According to Jallou, the new developments in Syria have positioned Amman as a more acceptable player than the Israeli Occupation. Jordan, he added, may even serve as an alternative to Paris, which had been set to host talks between the SDF and the Syrian government in August 2025 before they were postponed.

On August 18, 2025, Qutaiba Idlibi, head of U.S. affairs at the Syrian Foreign Ministry, announced the cancellation of the Paris meetings, which were scheduled to bring together delegations from the Syrian government and the SDF.

Idlibi confirmed that negotiations between the two sides remain ongoing.
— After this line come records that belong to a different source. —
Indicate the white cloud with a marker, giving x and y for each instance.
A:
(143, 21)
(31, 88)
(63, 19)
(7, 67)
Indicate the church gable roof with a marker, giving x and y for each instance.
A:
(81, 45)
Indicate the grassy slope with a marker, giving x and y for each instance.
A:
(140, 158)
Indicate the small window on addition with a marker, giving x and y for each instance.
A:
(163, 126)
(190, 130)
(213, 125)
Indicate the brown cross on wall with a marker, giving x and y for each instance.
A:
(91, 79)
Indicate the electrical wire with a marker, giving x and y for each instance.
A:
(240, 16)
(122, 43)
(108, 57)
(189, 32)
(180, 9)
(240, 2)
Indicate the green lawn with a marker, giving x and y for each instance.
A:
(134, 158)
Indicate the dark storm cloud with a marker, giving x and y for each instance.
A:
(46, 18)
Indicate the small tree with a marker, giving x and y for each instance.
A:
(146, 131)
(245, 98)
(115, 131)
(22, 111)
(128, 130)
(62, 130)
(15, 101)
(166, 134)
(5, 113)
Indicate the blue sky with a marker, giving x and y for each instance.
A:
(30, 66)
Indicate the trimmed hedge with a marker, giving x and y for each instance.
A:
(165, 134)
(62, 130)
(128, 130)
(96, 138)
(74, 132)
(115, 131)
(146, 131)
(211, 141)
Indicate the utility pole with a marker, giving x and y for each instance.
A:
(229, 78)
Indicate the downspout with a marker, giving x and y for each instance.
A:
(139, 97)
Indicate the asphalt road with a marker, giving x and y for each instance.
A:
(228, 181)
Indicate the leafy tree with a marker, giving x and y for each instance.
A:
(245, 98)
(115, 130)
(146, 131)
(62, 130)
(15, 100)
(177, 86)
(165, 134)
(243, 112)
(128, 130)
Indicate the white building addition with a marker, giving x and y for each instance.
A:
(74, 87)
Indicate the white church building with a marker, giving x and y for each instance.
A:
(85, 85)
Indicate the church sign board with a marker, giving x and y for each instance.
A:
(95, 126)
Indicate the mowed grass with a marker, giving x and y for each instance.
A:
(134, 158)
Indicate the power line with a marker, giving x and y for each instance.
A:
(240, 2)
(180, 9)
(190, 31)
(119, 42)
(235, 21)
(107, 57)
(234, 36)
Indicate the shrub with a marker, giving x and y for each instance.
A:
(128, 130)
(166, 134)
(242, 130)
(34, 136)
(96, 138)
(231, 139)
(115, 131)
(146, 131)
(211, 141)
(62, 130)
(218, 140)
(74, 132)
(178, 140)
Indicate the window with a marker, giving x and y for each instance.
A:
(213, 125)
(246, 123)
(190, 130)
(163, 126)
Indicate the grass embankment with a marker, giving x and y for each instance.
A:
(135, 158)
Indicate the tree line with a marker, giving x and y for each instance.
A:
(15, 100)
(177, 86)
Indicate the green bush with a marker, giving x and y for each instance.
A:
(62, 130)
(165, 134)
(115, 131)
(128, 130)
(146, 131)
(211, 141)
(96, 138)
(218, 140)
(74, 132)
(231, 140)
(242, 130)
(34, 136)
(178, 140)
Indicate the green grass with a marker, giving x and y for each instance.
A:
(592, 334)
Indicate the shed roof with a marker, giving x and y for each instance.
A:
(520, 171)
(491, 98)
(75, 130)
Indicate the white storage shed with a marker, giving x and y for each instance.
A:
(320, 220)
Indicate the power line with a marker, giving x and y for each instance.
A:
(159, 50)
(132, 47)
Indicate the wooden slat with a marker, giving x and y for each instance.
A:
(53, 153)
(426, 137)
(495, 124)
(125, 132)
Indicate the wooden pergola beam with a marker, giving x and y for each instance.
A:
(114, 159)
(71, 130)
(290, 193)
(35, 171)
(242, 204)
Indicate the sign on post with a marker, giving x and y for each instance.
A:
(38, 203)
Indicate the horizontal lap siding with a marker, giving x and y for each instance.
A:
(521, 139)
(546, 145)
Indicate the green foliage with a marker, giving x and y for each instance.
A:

He told Rudaw TV that Damascus rejects a repeat of the “state within a state” model seen in countries such as Lebanon.

He stressed that stability in Syria can only be achieved through a unified government and a single national army that includes all groups under the framework of the state.
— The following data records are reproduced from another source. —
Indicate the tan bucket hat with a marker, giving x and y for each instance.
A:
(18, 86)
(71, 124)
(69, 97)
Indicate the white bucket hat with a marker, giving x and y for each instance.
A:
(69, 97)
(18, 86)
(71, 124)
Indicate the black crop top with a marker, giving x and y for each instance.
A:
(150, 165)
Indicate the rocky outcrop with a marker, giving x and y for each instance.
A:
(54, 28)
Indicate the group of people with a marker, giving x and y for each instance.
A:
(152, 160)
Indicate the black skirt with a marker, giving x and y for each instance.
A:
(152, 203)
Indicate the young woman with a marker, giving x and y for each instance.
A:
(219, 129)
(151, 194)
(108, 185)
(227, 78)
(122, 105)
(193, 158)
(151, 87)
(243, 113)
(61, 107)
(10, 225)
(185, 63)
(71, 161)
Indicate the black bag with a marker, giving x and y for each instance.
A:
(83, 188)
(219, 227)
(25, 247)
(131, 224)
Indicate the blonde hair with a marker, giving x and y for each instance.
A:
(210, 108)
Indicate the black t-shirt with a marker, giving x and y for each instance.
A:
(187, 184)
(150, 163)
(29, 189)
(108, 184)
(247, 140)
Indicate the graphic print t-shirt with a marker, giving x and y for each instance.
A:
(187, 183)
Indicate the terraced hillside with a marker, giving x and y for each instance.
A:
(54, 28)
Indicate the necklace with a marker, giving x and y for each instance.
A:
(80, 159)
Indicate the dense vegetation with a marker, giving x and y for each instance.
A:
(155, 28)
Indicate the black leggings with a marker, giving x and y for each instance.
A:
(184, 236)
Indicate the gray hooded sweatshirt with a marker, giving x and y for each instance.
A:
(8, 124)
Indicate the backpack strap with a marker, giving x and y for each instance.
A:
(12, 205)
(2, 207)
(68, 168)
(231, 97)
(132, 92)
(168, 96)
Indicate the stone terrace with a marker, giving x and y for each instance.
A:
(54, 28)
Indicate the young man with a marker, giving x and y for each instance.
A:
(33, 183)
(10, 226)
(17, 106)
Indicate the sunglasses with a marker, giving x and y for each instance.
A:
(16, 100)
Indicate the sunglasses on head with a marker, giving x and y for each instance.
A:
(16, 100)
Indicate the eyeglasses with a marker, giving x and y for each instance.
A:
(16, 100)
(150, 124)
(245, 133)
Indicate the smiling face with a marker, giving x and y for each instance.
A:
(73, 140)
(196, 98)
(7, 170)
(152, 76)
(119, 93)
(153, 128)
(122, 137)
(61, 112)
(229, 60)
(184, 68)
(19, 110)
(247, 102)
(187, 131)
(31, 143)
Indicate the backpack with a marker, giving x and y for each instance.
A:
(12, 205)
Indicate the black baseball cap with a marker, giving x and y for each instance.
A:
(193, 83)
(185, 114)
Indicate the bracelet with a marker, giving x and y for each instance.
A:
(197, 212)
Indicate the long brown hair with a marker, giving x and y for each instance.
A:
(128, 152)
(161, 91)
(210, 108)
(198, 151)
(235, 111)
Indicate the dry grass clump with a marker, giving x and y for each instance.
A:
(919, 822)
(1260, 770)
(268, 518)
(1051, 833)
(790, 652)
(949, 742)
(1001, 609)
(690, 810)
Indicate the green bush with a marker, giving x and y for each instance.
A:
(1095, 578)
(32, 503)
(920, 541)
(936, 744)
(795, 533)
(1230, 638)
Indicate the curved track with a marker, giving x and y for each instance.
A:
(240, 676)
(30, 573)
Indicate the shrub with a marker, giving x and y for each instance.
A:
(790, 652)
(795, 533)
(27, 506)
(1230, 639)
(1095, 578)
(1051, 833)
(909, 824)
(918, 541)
Explaining Damascus’s decision to skip the Paris meetings after the al-Hasakah conference, Idlibi said the gathering was structured incorrectly. It had given a platform to figures linked to the Assad regime and presented the process in sectarian, religious, or ethnic terms, which Damascus considered a misstep.

Negotiating Privileges

Ammar Jallou argues that the postponement of the Paris meeting between the SDF and Damascus was the result of Turkish pressure on the Syrian government. Ankara, he said, fears a French position supportive of the SDF, tied to French Turkish rivalry in Syria.
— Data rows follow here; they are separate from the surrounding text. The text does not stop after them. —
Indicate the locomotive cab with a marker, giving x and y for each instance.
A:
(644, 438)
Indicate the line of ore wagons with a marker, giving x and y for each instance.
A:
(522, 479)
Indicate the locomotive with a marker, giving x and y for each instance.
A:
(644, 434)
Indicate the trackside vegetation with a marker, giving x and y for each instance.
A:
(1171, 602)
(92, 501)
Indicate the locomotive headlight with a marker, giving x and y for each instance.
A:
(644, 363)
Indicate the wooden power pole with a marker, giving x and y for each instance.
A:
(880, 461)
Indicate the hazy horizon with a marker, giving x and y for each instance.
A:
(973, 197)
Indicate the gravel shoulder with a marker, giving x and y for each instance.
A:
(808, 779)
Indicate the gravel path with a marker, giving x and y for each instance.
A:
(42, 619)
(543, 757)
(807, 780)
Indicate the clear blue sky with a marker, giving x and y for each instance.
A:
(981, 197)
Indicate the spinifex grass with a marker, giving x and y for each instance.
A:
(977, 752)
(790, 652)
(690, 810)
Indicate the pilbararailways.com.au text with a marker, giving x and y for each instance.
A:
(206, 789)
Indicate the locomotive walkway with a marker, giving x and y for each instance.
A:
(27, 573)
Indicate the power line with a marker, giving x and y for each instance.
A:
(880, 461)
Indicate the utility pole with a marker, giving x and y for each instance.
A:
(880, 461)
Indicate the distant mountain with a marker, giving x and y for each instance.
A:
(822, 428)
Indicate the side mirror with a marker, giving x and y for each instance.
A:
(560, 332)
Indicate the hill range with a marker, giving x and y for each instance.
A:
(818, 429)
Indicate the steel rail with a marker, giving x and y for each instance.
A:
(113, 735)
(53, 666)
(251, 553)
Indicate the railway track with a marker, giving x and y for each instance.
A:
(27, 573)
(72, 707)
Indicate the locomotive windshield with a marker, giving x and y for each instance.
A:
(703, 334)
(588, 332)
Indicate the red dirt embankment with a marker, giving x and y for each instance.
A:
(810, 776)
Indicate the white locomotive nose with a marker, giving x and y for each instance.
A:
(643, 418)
Turkiye is pressing the SDF to integrate into the Syrian state and to close the file on weapons depots in civilian areas as well as the tunnel network stretching along the Turkish Syrian border.

Turkish Foreign Minister Hakan Fidan said at a joint press conference with his Syrian counterpart, Asaad al-Shaibani, in Ankara on August 13, 2025, that SDF fighters must stop stalling and commit to the integration agreement with the Syrian government.

According to observers, Sweida views the SDF as one of the actors supporting its project in southern Syria.

Pro-government Turkish journalist Abdulkadir Selvi said U.S. Ambassador to Ankara and Special Envoy for Syria Thomas Barrack shifted his tone on U.S. policy toward Syria.

Selvi said the change followed Barrack’s meeting with Mazloum Abdi. In his article published on Hurriyet on August 28, 2025, he added that the ambassador’s stance had unsettled officials in Ankara.

“Israel is demanding privileges for Druze under its sway in Syria and is pressing for this through the U.S. administration.”

“Israel has influence within the SDF and the latter is pressing the point by saying that what Israel seeks for the Druze, it also wants for itself,” Selvi wrote.

“This is the current situation regarding the Druze and the SDF in Syria.”

Israeli Prime Minister Benjamin Netanyahu said during a meeting with Israeli Druze leader Muwaffaq Tarif and several Druze figures, in a video released by his office on August 28, 2025, that discussions are underway to establish a demilitarized zone in southern Syria and to create a humanitarian corridor to deliver aid to Sweida.

“We are focusing on three things: Protecting the Druze community in the Sweida governorate, but not only there; creating a demilitarised zone stretching from the Golan Heights [passing] south of Damascus down to and including Sweida; and establishing a humanitarian corridor to allow the delivery of aid,” Netanyahu said.

Notably, the United States continues to urge the SDF to integrate with the new Syria. In an interview with Kurdistan 24 in July 2025, Ambassador Barrack said that while he recognized the SDF’s role in the fight against the Islamic State, it must accept the reality that its only future path lies with Damascus.

90% of Syria’s oil and gas resources are concentrated in SDF-held areas, particularly in al-Hasakah and Deir ez-Zor provinces. Those resources could play a key role in the return of about one million refugees and displaced people.